The major strength of this study is the exclusion of variability related to patients or clients. The investigators could only identify one other study investigating HHD accuracy using a mechanically produced force by a spring-loaded device.18 Overall accuracy was estimated at 3%. The main difference was the raters used a “break technique” compared to a “make technique” in this study. Another strength of the study was the use of the same instrument for both stabilization methods, eliminating the error associated with the use of different instruments. A third strength of this study was the randomization and blinding of recording investigators and raters to the forces applied by the mechanical device. This mimics the clinical situation where raters do not know how much resistance to provide to counteract the forces produced by the patient / client.

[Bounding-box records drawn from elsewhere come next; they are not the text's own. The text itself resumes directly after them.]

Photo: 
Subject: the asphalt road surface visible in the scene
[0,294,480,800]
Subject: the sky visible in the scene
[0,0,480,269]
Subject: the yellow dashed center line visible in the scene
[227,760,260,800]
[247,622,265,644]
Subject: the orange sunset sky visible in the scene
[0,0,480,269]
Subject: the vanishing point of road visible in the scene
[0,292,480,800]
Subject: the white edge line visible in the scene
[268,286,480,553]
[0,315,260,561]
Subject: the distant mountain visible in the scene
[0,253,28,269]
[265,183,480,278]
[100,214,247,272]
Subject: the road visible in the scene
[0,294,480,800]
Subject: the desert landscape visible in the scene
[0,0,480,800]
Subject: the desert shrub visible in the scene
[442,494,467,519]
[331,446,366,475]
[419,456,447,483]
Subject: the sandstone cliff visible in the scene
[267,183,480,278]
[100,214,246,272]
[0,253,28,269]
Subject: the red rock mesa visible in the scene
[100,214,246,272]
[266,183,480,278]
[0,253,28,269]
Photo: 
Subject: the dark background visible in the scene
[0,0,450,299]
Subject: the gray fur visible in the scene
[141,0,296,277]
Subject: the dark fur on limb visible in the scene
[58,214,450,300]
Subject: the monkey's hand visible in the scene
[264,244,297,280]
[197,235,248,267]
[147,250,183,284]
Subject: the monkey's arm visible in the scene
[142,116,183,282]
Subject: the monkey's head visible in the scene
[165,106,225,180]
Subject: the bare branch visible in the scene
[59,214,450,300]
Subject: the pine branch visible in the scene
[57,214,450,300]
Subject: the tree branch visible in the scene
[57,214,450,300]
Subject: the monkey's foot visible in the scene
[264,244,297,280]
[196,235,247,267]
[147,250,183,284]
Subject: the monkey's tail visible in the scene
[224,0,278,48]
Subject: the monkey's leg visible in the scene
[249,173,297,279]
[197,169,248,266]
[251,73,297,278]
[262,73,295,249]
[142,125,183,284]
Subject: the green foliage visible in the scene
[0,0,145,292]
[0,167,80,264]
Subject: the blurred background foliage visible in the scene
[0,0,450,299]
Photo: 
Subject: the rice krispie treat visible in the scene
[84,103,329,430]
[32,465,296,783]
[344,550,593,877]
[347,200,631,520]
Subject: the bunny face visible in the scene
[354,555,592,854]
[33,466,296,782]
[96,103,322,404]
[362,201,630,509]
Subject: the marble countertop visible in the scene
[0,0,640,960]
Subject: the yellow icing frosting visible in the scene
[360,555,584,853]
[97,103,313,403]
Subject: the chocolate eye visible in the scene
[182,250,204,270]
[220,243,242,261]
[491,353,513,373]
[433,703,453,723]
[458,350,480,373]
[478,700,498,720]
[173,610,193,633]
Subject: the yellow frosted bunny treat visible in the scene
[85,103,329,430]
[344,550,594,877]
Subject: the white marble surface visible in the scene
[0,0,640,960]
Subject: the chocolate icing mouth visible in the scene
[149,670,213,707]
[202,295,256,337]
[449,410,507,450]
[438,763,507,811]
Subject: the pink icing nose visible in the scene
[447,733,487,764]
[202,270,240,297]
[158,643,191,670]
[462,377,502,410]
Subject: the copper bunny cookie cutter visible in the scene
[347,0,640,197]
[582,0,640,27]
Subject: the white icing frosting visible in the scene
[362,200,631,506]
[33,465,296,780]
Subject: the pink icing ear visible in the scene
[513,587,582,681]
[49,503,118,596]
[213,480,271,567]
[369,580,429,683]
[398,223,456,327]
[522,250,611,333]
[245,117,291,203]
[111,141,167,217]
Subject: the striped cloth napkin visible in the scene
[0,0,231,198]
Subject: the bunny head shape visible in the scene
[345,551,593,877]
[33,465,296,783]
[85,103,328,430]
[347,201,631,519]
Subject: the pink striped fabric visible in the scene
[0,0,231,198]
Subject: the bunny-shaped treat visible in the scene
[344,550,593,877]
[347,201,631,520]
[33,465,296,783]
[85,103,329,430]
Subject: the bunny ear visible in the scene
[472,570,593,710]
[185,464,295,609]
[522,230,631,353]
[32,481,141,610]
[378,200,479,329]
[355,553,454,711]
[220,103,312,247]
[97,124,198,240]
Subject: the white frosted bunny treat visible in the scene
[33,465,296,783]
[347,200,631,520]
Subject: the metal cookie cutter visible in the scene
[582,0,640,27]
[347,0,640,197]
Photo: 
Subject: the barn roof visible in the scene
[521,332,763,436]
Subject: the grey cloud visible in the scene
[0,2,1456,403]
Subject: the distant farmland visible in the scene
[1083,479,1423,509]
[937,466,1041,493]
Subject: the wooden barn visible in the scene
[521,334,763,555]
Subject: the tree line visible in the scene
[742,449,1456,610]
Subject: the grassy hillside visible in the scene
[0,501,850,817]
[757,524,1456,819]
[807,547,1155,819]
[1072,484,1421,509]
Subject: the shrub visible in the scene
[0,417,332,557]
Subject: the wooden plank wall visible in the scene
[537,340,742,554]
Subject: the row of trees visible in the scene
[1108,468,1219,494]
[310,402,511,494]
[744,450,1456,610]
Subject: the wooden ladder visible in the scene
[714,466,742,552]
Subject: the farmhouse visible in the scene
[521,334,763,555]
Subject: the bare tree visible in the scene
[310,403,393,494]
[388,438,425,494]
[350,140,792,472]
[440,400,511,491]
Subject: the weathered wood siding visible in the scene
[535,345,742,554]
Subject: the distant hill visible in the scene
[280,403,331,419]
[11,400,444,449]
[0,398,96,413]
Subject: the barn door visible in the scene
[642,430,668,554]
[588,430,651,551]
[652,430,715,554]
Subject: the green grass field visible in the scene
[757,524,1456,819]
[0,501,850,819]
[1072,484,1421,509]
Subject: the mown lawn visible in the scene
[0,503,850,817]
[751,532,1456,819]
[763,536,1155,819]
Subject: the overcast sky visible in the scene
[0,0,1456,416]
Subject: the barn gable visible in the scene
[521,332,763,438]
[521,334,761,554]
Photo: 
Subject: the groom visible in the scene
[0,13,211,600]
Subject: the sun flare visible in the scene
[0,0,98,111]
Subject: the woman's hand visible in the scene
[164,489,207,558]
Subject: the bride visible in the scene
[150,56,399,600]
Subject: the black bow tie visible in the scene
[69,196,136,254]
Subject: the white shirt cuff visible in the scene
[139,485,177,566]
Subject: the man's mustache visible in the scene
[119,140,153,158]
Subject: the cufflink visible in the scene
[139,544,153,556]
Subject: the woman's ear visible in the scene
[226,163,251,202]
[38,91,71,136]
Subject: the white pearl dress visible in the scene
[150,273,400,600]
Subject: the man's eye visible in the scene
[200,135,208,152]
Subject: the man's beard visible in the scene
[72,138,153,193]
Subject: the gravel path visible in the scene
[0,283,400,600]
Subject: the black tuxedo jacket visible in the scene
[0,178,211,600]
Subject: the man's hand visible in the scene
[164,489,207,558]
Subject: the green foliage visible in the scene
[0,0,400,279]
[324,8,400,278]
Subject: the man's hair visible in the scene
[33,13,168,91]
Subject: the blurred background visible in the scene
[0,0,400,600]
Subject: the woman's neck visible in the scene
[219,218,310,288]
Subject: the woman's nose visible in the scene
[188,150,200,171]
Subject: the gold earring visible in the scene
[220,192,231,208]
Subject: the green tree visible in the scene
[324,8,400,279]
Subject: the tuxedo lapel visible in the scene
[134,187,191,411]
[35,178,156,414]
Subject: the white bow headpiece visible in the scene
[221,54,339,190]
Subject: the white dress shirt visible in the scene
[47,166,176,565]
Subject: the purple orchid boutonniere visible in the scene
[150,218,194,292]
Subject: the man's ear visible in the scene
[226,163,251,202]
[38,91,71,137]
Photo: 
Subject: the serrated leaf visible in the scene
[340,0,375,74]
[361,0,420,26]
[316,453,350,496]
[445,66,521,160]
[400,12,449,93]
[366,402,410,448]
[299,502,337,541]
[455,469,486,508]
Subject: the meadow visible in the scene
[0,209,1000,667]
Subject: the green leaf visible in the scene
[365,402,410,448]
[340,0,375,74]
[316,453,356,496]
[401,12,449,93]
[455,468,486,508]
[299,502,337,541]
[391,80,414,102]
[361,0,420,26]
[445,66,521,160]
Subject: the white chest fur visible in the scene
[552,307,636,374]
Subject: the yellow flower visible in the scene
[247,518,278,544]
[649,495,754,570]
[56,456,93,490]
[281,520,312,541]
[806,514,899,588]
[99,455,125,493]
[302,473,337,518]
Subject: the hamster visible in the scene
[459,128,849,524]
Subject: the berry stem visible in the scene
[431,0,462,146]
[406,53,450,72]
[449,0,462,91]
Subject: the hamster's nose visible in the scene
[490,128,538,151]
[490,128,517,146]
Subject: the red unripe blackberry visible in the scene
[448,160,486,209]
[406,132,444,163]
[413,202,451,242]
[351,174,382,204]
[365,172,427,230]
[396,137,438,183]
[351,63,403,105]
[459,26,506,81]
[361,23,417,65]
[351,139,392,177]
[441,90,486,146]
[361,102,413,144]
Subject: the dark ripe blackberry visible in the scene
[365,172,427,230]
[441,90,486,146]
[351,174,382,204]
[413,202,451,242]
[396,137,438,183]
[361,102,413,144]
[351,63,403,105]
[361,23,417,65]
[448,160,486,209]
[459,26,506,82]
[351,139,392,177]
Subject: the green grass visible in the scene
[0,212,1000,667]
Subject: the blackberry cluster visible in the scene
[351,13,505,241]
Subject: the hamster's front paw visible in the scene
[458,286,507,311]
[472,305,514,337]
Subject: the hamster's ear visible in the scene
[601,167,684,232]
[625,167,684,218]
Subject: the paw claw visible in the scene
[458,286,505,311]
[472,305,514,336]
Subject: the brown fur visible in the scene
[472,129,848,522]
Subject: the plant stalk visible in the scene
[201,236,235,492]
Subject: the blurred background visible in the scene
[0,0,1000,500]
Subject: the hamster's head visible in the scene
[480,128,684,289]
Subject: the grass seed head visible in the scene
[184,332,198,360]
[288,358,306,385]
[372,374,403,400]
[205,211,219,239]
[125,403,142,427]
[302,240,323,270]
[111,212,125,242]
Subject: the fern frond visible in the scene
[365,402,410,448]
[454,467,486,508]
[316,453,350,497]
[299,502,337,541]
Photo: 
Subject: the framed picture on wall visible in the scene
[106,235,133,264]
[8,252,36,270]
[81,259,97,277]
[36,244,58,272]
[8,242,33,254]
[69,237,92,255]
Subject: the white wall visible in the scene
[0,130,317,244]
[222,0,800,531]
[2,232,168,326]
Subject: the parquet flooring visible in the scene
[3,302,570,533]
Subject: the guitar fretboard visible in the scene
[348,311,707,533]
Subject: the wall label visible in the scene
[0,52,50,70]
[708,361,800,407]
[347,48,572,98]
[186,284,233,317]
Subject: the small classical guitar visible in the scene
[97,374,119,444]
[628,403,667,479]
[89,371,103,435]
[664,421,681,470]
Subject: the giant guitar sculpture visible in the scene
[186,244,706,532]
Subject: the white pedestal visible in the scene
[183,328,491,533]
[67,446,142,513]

This study has several limitations. The limited sample size (n = 9 tests) was smaller than the calculated sample size required (n=11), which may have resulted in an under powered study. The mechanical setup did not accommodate an additional test position. In retrospect, an additional force magnitude could have been included. The limited sample size precluded the investigation of interaction effects between rater, test position, and force magnitude. Further research should explore these possible interaction effects. A second limitation was the minimal training provided to the participating raters, approximately 30 minutes of instruction and practice. In the study of Morin et al., trainers received three[ days of training followed by 20 hours of practice.5 This limited training may have an impact on the raters’ ability to provide the proper stabilization. A third limitation might be related to the external fixation stabilization device. The relative SD and relative SEM for our external fixation stabilization device measurements ranged from 2.7 % to 16.8% and from 0.1% to 0.9% respectively. Florencio et al. reported data for knee and hip strength measurements from healthy young individuals using a similar HHD LaFayette instrument.2 Based on the data from Florencio et al., the relative SD which ranges from 31.6% to 37.3%. were calculated2 Florencio et al. reported relative SEM from 7% to 15%.2 The relative SEM includes the error associated with the instrument itself (-0.25% - 0.65%).2 Both studies used fixed stabilization technique, but the external mechanical produced torque in our study resulted in lower relative SD and relative SEM compared to the subject produced torque in the study from Florencio et al.2
CONCLUSION
This research study provides evidence that rater-stabilized HHD measurements have excellent intra-rater and inter-rater reliability, with low SEM and MDC. The maximal external force should not exceed the rater capability and raters should use standardized test positions. In clinical practice, providers should be aware that HHD may have a degree of inaccuracy. The values obtained with rater-stabilized HHD were consistently higher compared to the values obtained by external fixation HHD. Further research should investigate if this overestimation is influenced by the force magnitude.
Acknowledgments
The authors would like to thank all raters for their contributions. We would like to thank Adam Fischer for constructing the mechanical setup and Ed Ball for soliciting the participating raters.
Funding
This work was supported in part by the Manchester University Health Sciences and Pharmacy Programs Internal Research Grant. The funding source had no involvement in study design, data collection, analysis, interpretation, manuscript writing, or decision to submit the article for publication.
Conflict of Interest
The authors report no conflicts of interest.